As one mom to another, can I ask you for a little help? Wherever we go, my boys are bombarded with images of half naked females - in the grocery store waiting to check out, walking through the mall to buy a pretzel or a pair of tennis shoes, on the sides of roads we drive down where billboards and even the sides of buses sport six foot tall cleavage.

So, when we go to church or a school activity or even shopping, it would be really awesome if my boys didn't have to constantly divert their eyes from the girls around them. It would be a true blessing if they didn't have to stare fixedly at the grass or a tree in the distance to avoid looking at your daughter because she is wearing shorts that barely cover her or a shirt that dips too low or clothing that is so tight it leaves little to the imagination.

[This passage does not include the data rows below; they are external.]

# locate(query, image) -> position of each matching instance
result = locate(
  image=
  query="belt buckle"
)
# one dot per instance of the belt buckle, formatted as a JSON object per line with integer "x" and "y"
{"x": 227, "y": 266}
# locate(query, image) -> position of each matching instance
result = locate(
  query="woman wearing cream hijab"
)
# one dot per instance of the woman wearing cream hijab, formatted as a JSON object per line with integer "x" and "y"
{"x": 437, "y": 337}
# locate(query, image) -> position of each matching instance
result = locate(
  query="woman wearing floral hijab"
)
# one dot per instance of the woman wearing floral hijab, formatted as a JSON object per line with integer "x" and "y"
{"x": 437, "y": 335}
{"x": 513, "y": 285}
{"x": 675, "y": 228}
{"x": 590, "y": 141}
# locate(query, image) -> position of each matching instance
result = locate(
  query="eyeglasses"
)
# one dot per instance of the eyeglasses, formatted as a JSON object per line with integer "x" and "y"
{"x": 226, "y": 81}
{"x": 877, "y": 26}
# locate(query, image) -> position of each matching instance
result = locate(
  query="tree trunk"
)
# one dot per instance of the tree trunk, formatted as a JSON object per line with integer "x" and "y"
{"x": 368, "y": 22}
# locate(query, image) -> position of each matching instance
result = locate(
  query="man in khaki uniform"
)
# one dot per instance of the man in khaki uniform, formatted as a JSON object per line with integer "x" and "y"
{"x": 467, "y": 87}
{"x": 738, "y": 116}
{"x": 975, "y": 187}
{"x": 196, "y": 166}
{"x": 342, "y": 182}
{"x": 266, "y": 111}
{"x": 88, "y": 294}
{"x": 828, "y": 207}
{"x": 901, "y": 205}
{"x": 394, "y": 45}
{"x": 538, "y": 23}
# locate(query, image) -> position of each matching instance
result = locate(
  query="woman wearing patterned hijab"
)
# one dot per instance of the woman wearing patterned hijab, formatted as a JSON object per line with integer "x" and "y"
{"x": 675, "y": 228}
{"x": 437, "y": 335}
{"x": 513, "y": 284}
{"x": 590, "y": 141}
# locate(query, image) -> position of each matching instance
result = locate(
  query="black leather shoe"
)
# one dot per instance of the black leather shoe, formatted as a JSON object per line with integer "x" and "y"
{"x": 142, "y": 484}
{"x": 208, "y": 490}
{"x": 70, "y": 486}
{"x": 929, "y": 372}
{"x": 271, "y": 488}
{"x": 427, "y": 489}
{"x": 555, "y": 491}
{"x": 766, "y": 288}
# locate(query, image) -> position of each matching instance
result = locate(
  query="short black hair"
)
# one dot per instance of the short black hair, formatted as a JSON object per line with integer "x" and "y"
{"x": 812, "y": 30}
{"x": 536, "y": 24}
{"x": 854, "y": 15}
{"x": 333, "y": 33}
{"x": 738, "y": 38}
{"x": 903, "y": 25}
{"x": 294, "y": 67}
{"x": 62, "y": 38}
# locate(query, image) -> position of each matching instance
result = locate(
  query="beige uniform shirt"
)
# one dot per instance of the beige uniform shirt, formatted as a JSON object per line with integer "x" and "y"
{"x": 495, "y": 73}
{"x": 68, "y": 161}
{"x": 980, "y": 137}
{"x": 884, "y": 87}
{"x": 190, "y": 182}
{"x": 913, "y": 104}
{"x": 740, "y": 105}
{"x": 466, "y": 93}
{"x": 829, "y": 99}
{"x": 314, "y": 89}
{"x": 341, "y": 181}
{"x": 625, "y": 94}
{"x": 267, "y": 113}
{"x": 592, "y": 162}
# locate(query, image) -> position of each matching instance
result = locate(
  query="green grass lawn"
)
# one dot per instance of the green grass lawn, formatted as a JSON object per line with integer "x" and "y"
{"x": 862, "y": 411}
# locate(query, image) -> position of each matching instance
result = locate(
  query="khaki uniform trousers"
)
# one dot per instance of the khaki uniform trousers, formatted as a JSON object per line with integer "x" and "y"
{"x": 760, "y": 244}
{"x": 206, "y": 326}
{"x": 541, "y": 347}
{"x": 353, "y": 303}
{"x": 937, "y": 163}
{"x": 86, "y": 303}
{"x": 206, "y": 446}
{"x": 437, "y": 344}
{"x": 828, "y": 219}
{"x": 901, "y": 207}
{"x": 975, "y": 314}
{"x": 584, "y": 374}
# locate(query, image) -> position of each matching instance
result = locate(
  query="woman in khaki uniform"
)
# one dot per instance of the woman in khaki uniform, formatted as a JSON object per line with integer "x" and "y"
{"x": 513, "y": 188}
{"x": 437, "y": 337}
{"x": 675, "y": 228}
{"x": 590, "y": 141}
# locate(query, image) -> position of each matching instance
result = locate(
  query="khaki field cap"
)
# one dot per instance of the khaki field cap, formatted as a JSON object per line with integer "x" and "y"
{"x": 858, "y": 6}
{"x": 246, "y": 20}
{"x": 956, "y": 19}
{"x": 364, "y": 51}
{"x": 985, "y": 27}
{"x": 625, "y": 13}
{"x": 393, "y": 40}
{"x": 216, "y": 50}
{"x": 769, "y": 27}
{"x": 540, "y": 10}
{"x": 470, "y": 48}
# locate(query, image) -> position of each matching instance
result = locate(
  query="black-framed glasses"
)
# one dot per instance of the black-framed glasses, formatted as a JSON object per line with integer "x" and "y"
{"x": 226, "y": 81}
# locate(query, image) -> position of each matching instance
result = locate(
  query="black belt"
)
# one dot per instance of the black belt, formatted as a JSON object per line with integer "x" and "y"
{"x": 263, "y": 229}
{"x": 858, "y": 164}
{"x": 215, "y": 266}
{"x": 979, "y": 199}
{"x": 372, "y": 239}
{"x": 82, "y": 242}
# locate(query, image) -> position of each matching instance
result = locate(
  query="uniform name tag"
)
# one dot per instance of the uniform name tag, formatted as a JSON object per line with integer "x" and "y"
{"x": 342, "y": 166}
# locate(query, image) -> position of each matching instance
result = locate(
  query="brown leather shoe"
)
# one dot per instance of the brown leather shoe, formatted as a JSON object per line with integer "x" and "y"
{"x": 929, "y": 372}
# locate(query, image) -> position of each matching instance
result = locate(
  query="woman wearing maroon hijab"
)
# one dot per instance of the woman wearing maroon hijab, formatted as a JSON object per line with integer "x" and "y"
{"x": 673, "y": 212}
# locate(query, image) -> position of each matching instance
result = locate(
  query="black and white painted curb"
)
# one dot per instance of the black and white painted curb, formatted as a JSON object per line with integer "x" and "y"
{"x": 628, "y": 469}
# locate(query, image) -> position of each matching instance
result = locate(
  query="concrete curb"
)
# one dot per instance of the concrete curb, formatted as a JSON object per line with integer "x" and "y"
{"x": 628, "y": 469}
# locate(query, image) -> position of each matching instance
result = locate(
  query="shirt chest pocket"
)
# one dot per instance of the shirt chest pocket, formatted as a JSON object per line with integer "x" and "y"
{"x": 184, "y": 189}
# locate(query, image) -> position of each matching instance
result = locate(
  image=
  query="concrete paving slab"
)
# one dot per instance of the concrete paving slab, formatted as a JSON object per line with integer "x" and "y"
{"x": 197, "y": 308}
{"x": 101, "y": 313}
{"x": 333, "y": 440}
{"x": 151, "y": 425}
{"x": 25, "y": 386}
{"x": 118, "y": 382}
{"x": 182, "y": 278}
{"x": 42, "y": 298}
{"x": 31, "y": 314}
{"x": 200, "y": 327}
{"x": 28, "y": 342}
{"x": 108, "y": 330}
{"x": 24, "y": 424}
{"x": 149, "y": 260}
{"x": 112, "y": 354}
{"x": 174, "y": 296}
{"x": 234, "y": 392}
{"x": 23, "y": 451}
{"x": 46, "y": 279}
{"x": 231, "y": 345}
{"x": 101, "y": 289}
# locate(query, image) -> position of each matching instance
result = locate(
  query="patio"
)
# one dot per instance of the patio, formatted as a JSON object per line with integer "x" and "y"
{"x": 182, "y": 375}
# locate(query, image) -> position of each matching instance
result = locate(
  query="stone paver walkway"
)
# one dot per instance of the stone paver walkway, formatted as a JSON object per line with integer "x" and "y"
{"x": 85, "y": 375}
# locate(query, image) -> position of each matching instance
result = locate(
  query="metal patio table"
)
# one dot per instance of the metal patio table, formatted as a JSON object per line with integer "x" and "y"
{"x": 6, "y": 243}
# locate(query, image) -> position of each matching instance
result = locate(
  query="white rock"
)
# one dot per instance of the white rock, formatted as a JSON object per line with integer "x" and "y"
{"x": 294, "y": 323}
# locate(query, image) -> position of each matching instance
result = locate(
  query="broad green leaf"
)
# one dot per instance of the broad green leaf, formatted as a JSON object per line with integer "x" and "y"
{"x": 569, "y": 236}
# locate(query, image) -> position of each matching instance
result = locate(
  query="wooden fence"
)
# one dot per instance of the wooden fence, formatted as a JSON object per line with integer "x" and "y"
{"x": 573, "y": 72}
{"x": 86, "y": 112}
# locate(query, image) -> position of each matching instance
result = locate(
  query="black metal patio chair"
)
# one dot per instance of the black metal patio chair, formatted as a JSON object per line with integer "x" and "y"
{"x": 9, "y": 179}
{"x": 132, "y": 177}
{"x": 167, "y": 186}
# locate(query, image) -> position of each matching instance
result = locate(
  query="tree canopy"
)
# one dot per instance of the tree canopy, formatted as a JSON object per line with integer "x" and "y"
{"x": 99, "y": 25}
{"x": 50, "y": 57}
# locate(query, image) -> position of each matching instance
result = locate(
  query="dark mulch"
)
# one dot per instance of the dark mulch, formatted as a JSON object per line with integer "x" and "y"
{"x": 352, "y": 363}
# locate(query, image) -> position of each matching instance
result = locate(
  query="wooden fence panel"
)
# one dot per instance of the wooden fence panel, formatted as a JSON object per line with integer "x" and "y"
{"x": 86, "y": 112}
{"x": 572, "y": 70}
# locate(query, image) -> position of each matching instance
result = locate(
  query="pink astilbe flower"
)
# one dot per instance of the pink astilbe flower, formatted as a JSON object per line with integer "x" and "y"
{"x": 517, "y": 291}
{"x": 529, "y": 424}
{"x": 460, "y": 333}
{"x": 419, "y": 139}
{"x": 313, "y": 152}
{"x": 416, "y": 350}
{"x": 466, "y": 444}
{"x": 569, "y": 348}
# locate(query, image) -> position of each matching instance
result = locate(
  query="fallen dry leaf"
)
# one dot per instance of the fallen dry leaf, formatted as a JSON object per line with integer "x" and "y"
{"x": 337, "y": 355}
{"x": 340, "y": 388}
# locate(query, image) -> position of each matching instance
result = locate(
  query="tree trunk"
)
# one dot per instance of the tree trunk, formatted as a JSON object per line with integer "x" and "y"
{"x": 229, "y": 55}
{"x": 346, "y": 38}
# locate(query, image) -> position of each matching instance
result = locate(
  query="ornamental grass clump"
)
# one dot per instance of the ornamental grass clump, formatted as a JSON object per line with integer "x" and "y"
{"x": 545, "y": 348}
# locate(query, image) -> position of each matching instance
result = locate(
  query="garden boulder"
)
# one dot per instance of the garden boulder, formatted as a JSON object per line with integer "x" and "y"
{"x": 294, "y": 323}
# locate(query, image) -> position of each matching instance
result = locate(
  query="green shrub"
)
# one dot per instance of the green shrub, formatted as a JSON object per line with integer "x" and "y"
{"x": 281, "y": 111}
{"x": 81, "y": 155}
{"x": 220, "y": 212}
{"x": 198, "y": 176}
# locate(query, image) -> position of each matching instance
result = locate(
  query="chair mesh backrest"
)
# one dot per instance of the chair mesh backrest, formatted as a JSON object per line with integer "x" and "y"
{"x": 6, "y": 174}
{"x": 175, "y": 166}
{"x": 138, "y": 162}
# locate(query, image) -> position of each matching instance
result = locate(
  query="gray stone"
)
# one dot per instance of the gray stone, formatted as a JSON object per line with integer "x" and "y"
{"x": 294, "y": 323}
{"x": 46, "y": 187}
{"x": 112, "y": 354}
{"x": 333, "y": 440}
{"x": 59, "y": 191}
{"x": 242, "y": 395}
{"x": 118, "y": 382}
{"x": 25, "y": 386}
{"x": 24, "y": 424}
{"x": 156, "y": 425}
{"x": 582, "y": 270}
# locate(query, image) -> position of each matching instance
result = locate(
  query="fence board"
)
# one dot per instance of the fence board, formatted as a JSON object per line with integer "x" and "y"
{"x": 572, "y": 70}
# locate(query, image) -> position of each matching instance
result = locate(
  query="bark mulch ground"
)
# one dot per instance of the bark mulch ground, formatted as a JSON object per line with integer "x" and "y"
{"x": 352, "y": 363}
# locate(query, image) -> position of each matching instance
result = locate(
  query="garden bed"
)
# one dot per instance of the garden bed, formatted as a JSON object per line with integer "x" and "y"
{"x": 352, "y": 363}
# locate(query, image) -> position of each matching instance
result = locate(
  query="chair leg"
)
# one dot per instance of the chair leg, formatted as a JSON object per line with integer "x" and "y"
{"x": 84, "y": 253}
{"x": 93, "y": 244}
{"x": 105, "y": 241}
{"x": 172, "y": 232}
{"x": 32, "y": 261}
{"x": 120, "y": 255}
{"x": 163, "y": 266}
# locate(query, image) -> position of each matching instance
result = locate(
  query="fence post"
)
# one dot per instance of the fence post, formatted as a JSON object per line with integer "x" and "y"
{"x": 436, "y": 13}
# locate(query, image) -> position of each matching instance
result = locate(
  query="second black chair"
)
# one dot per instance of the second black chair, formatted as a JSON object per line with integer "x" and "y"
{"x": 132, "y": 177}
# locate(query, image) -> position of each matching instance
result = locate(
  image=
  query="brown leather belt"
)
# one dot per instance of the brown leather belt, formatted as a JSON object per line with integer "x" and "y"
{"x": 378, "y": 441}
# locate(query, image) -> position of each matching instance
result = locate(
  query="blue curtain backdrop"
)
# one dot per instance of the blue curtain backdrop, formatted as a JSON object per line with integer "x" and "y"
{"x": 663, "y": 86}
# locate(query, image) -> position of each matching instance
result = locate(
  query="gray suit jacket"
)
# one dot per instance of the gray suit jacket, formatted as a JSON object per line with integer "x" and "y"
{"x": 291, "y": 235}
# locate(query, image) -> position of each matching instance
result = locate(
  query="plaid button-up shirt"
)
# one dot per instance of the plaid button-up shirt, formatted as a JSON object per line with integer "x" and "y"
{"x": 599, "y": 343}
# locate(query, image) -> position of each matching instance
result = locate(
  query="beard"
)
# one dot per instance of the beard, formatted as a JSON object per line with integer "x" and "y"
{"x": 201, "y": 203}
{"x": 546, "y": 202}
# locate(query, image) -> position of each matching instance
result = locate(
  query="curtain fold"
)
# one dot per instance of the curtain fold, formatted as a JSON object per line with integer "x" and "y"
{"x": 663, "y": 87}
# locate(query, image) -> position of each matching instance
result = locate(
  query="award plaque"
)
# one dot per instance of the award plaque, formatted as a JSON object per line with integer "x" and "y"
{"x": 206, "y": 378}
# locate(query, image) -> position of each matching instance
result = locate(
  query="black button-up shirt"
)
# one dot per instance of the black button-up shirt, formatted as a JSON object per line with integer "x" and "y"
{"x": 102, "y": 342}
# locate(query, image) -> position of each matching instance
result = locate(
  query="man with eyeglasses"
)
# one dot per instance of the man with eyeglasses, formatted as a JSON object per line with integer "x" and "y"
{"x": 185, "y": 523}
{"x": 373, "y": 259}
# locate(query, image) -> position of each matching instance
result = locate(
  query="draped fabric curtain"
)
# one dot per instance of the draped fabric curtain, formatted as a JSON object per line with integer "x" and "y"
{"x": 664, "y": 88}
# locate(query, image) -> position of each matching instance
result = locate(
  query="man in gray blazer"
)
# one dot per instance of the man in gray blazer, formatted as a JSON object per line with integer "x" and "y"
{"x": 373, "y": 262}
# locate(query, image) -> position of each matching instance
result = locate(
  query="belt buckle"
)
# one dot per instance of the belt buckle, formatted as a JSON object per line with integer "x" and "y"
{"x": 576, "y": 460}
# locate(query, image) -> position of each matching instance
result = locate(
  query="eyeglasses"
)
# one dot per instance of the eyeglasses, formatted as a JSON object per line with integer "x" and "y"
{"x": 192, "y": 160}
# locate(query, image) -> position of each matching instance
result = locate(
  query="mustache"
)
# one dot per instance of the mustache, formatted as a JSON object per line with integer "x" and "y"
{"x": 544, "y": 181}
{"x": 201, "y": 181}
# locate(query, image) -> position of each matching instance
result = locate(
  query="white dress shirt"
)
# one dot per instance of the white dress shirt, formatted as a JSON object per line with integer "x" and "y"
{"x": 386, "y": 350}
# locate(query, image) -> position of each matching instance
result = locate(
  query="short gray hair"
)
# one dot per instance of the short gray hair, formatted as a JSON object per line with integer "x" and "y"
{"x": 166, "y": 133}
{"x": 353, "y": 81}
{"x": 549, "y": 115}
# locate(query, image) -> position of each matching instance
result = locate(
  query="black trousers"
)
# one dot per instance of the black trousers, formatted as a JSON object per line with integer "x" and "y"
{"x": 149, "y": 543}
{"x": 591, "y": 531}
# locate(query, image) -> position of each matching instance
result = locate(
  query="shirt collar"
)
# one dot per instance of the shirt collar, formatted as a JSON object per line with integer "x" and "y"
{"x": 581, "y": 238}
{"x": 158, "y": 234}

I'm trying to do my part. I have taught my boys from a young age to respect girls, to treat them with care and kindness. Even as toddlers, I drilled it into their little heads that you never, ever hit a girl. As they got older, I taught them to let the girls go first, to open a door, to lend a hand, that girls were to be protected and cherished and defended.

I know that the responsibility is ultimately on them. I know that they need to learn how to bounce their eyes off of provocative images and resist the urge to let their minds "go there" even if they do see someone dressed inappropriately.

I know there are women who blithely say it is the man's problem and not theirs. I know that no matter how a woman dresses, it doesn't give anyone the right to treat her poorly. I really do get all that being a woman myself.

However, I also know that when something that is very tempting is constantly dangled in front of you, it takes a lot of grace and God's power to continue to do the right thing.

The thing is, I don't believe most young girls really and truly understand what dressing immodestly does to the males around them. Sure, they probably enjoy the attention, but have little understanding of what that attention really means. They feel pretty or desirable or special.

In fact, I would venture to say that there are a lot of moms who really don't understand that it's not just "bad" men who think "that way" about their daughters when they dress provocatively.

What many women don't realize is that the guys around them aren't thinking beautiful or special. Instead, that girl has become an object of desire to them with the key word being object - not person. That includes not just the cute boy on the basketball team, but grandpa, too. Ewwww.

I listened to this today and found it very interesting.

I want my sons to view your daughters as people - not objects.

Please don't think I am judging you or your daughters. We live in a culture that makes raising kids hard. I know that our culture sends a constant message to our daughters that their only worth comes from their sexual appeal. When you're in middle school or high school, it's hard not to want to fit in, to be liked, to feel worthwhile. Our culture sells sex to both girls and boys as a way to do that.

I know it's hard.

So, let's help each other. As moms, let's partner together to raise boys and girls that respect themselves and each other.

As a mom of a daughter, what's one thing you wish moms of boys would teach their sons?

~ Blessings, Bronte


  1. Rosanne,
    Excellent article and I'm pleased to say that my daughter never gave us cause to doubt her dress. Maybe her Mom did the right thing in that department.
    Love you,

    1. You were a great mom and let me be myself (remember all that army green and black I wore one year? lol), but also had an expectation of modesty. I never tried it because I knew I'd never get away with it! :) Love you too!